A: yes Being a climate activist makes me feel useful, that I’m part of something that’s important and that I can help bring about change. It’s not based on hope. I have played a part in the elimination of multiple fossil fuel plants and that’s progress. I’m bringing awareness to causes that threaten the future of the public.
Q: Activism is a passion you share with your husband. What have you learned about your relationship through these experiences?
A: We share the same concerns and passions, and fight for the same causes, and that has strengthened our relationship. We’re absorbing the same information and we discuss it and argue about it. It has given me a new appreciation and deeper respect for his skills and passions. I’ve learned we’re a good team.
Q: In 2011, you and your husband were arrested along with other protesters congregating outside the White House to urge President Barack Obama to deny the Keystone XL Pipeline. What was that experience like?
A: People who came from far away — we came from Oregon — were placed in jail for three days. Within the cell, about 20 of us women shared a single open toilet. This gave me a glimmer of the experience of people who spend long periods in jail. Despite the austere accommodations, that weekend was one of my best ever. My co-arrestees were wonderful; their stories were enlightening. I found it motivating and a way to express myself.
Q: When things seem so bleak in the world, what keeps you fighting?
A: I look back historically at social movements and individual acts of strength, like efforts around slavery, child labor and marriage equality, and what people have done to overcome oppression. I feel strengthened by their ability to persist and to know change can happen. That gives me hope and helps me to keep fighting. Then I remember the unstoppable people and our own victories. For example, it took five years of dedicated activism and many people joining together to stop the nation’s largest proposed oil terminal in Vancouver, Washington. That keeps me going as well.
Q: How has being a climate activist changed you?
A: It has made me more confident. I’ve acquired skills I didn’t know I had, like writing news releases, organizing events, designing banners and showing leadership. I can make convincing arguments, provide jail support and be a police liaison. I’ve always had a voice and been interested in rocking the boat, but now I can see how effective my voice is. It’s not just ranting or being concerned, it’s acting on those concerns.
Q: What is the biggest surprise you’ve experienced through this work?
A: How much fun this work can be. These have been some of the happiest days of my life, which is now a million times richer than before. I’ve made stronger friendships working with people who have the same passions and concerns. It’s hard work but it’s been so engaging.
Q: What advice can you give to others who are passionate about a cause and don’t know how to get started?

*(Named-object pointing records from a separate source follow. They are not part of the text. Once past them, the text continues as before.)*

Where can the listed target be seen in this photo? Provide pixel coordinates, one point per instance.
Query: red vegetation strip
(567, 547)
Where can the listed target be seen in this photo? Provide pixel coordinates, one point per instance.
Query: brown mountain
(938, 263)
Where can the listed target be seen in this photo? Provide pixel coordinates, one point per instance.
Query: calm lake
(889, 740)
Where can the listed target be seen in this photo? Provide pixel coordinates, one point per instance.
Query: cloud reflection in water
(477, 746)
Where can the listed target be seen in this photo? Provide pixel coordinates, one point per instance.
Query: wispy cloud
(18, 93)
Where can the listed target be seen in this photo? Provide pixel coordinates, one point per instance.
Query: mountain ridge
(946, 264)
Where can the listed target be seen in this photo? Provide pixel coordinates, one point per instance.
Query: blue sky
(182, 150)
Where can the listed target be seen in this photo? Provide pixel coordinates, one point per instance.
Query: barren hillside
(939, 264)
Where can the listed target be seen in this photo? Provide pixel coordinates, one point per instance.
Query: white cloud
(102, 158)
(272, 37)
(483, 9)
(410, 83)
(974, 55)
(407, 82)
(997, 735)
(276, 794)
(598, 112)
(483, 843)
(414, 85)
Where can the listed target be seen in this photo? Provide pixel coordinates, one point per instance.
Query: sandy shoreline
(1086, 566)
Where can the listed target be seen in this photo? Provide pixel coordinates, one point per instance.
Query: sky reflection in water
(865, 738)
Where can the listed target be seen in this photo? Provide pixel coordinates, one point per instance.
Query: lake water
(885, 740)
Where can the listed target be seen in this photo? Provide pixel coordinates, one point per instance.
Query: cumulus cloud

A: If you’re concerned about something, talk with people about it. Go online and look for a national or local organization for the topic you’re interested in. They might offer ways to become involved. Learn what you can about that problem. Find out what people are doing about it elsewhere in the country and see what fits your interests, skill set and your personal experience, and find out how you can become involved on a local level.